After nearly a decade of waiting, Beatles fans will finally have their wish on Tuesday (November 16) at 10 a.m. ET. That's when, according to the Wall Street Journal, Apple is expected to announce that it has finally secured the rights to sell the Fab Four's music on its iTunes service.
Long the most high-profile holdouts on iTunes, the paper reported on Monday that unnamed "people familiar with the situation" confirmed the deal for the Beatles to join iTunes, which apparently was just completed last week.

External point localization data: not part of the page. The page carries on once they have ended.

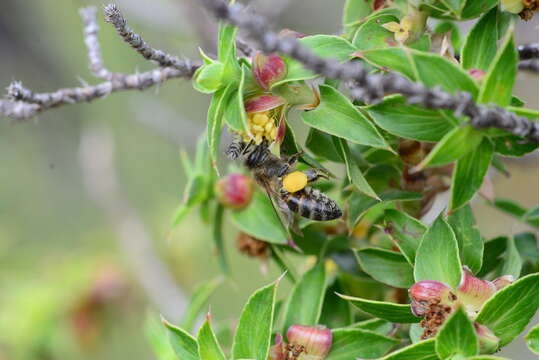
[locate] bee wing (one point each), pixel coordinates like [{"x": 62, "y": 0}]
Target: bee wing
[{"x": 285, "y": 215}]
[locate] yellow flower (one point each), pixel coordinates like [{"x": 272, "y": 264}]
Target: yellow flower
[{"x": 401, "y": 30}]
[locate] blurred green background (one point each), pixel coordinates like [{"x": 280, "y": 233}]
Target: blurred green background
[{"x": 67, "y": 290}]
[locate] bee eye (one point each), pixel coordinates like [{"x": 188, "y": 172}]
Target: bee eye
[{"x": 295, "y": 181}]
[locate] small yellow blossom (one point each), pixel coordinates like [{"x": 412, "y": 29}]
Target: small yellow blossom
[
  {"x": 401, "y": 30},
  {"x": 262, "y": 126}
]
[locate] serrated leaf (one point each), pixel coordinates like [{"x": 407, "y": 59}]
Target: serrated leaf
[
  {"x": 260, "y": 220},
  {"x": 532, "y": 339},
  {"x": 405, "y": 231},
  {"x": 468, "y": 237},
  {"x": 336, "y": 115},
  {"x": 197, "y": 302},
  {"x": 388, "y": 267},
  {"x": 437, "y": 257},
  {"x": 215, "y": 121},
  {"x": 454, "y": 145},
  {"x": 252, "y": 339},
  {"x": 305, "y": 303},
  {"x": 185, "y": 346},
  {"x": 469, "y": 173},
  {"x": 509, "y": 311},
  {"x": 352, "y": 169},
  {"x": 329, "y": 46},
  {"x": 457, "y": 337},
  {"x": 398, "y": 313},
  {"x": 423, "y": 350},
  {"x": 208, "y": 346},
  {"x": 497, "y": 87},
  {"x": 356, "y": 343},
  {"x": 481, "y": 43},
  {"x": 235, "y": 115},
  {"x": 411, "y": 122}
]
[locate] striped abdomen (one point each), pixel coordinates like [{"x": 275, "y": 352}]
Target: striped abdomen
[{"x": 312, "y": 204}]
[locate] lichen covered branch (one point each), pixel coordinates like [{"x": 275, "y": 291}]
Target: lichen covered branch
[
  {"x": 372, "y": 87},
  {"x": 22, "y": 103}
]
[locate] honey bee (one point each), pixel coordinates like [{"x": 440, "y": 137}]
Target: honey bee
[{"x": 286, "y": 187}]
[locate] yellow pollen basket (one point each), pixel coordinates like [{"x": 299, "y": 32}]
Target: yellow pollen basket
[{"x": 295, "y": 181}]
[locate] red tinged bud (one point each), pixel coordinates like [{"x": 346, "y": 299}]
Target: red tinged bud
[
  {"x": 234, "y": 191},
  {"x": 268, "y": 69},
  {"x": 314, "y": 341},
  {"x": 474, "y": 292}
]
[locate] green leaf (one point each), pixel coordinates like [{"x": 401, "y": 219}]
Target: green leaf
[
  {"x": 354, "y": 11},
  {"x": 260, "y": 220},
  {"x": 423, "y": 350},
  {"x": 321, "y": 144},
  {"x": 208, "y": 346},
  {"x": 532, "y": 339},
  {"x": 481, "y": 44},
  {"x": 198, "y": 300},
  {"x": 356, "y": 343},
  {"x": 437, "y": 257},
  {"x": 218, "y": 238},
  {"x": 352, "y": 168},
  {"x": 469, "y": 173},
  {"x": 329, "y": 46},
  {"x": 207, "y": 79},
  {"x": 359, "y": 203},
  {"x": 398, "y": 313},
  {"x": 509, "y": 311},
  {"x": 473, "y": 9},
  {"x": 336, "y": 115},
  {"x": 372, "y": 35},
  {"x": 386, "y": 266},
  {"x": 185, "y": 346},
  {"x": 431, "y": 69},
  {"x": 235, "y": 115},
  {"x": 405, "y": 231},
  {"x": 252, "y": 339},
  {"x": 468, "y": 237},
  {"x": 305, "y": 303},
  {"x": 215, "y": 121},
  {"x": 513, "y": 263},
  {"x": 454, "y": 145},
  {"x": 457, "y": 337},
  {"x": 497, "y": 86},
  {"x": 411, "y": 122}
]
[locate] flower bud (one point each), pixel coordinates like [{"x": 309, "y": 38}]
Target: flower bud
[
  {"x": 503, "y": 281},
  {"x": 488, "y": 342},
  {"x": 268, "y": 69},
  {"x": 314, "y": 341},
  {"x": 428, "y": 292},
  {"x": 513, "y": 6},
  {"x": 474, "y": 292},
  {"x": 234, "y": 191}
]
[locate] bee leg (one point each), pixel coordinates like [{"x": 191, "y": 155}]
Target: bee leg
[{"x": 315, "y": 174}]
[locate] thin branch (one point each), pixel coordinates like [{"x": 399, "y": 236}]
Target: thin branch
[
  {"x": 373, "y": 87},
  {"x": 114, "y": 16},
  {"x": 23, "y": 103}
]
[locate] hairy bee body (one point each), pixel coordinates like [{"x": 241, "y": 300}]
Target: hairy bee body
[{"x": 269, "y": 170}]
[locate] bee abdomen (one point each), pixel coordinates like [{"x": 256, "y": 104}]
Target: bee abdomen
[{"x": 313, "y": 204}]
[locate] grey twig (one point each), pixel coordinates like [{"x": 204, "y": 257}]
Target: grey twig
[
  {"x": 114, "y": 16},
  {"x": 22, "y": 103},
  {"x": 372, "y": 87}
]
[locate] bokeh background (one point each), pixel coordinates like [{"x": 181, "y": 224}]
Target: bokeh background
[{"x": 68, "y": 286}]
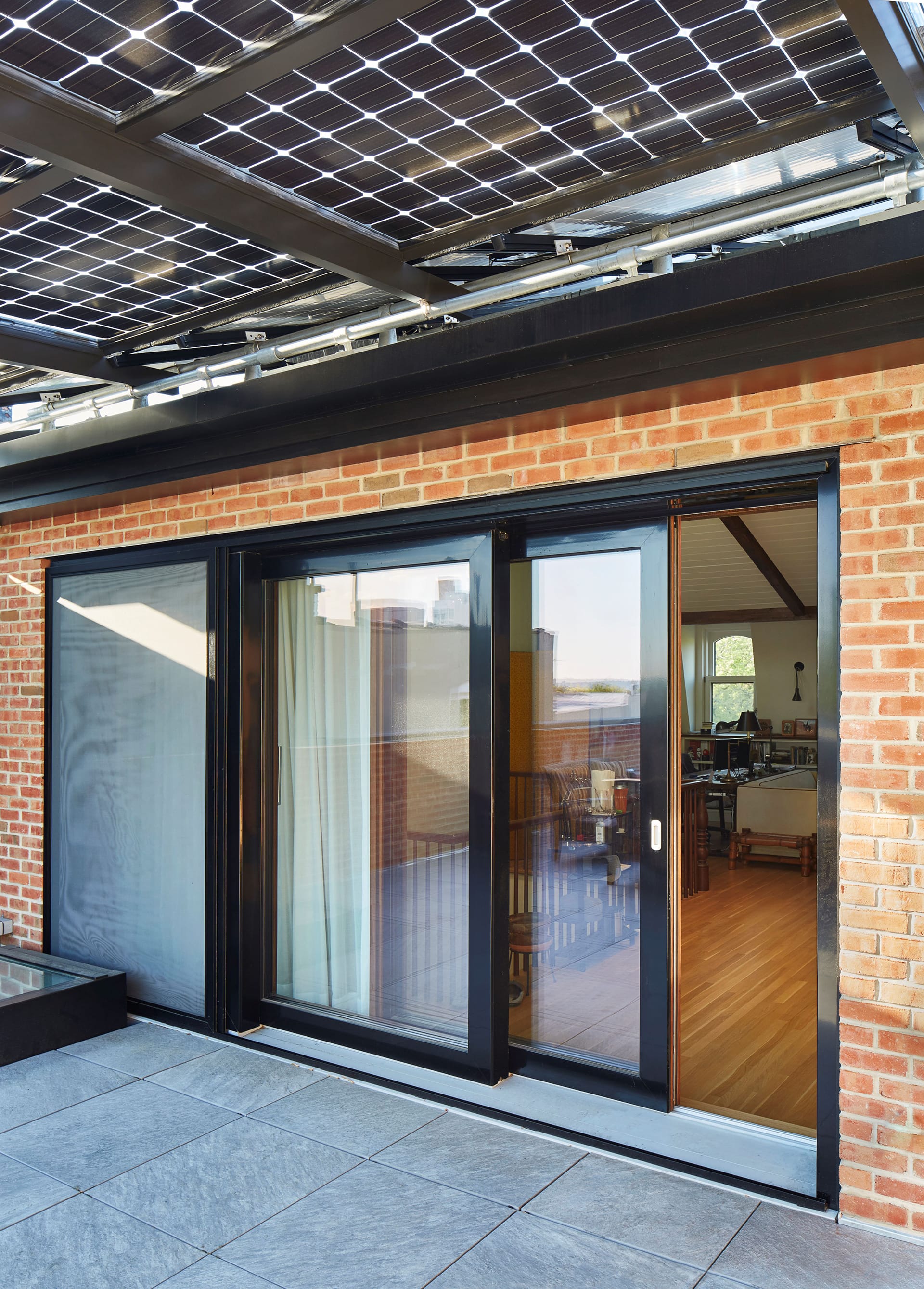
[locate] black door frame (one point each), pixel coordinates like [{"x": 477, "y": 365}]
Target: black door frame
[{"x": 742, "y": 485}]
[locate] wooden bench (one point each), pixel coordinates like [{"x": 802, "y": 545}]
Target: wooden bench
[{"x": 740, "y": 848}]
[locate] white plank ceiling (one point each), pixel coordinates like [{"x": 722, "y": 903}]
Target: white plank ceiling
[{"x": 718, "y": 575}]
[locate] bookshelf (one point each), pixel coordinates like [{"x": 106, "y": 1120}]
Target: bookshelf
[{"x": 771, "y": 748}]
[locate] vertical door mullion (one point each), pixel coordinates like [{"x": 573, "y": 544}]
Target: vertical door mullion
[
  {"x": 655, "y": 1035},
  {"x": 489, "y": 806},
  {"x": 245, "y": 788}
]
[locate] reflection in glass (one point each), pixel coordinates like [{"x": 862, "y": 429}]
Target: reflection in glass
[
  {"x": 575, "y": 695},
  {"x": 17, "y": 979},
  {"x": 373, "y": 681}
]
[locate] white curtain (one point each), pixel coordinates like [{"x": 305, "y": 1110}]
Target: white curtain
[{"x": 324, "y": 811}]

Apple is notorious for its closely held announcements, often teasing them with viral campaigns before the launch of such revolutionary products as the iPhone and iPad. This time around it was no different, as the Apple homepage has been given over to the cryptic message, "Tomorrow is just another day. That you'll never forget," above four clocks set to the time of Tuesday's announcement. Though no mention is made of the Beatles in the tease, clever fanatics have also noted that the positions of the minute and hour hands on the four clocks roughly correspond with the hand positions the band's members modeled on the cover of their Help album.
The sources told the Journal that even though talks were concluded last week between Apple, the Beatles and their label, the troubled EMI Group Ltd., it was still possible Apple could change its plans at the last minute if there is a snag in the deal. Terms of the pact were not revealed, and it was unclear at press time if it would entail the rights to offer single-song downloads of Beatles tunes or album-only downloads.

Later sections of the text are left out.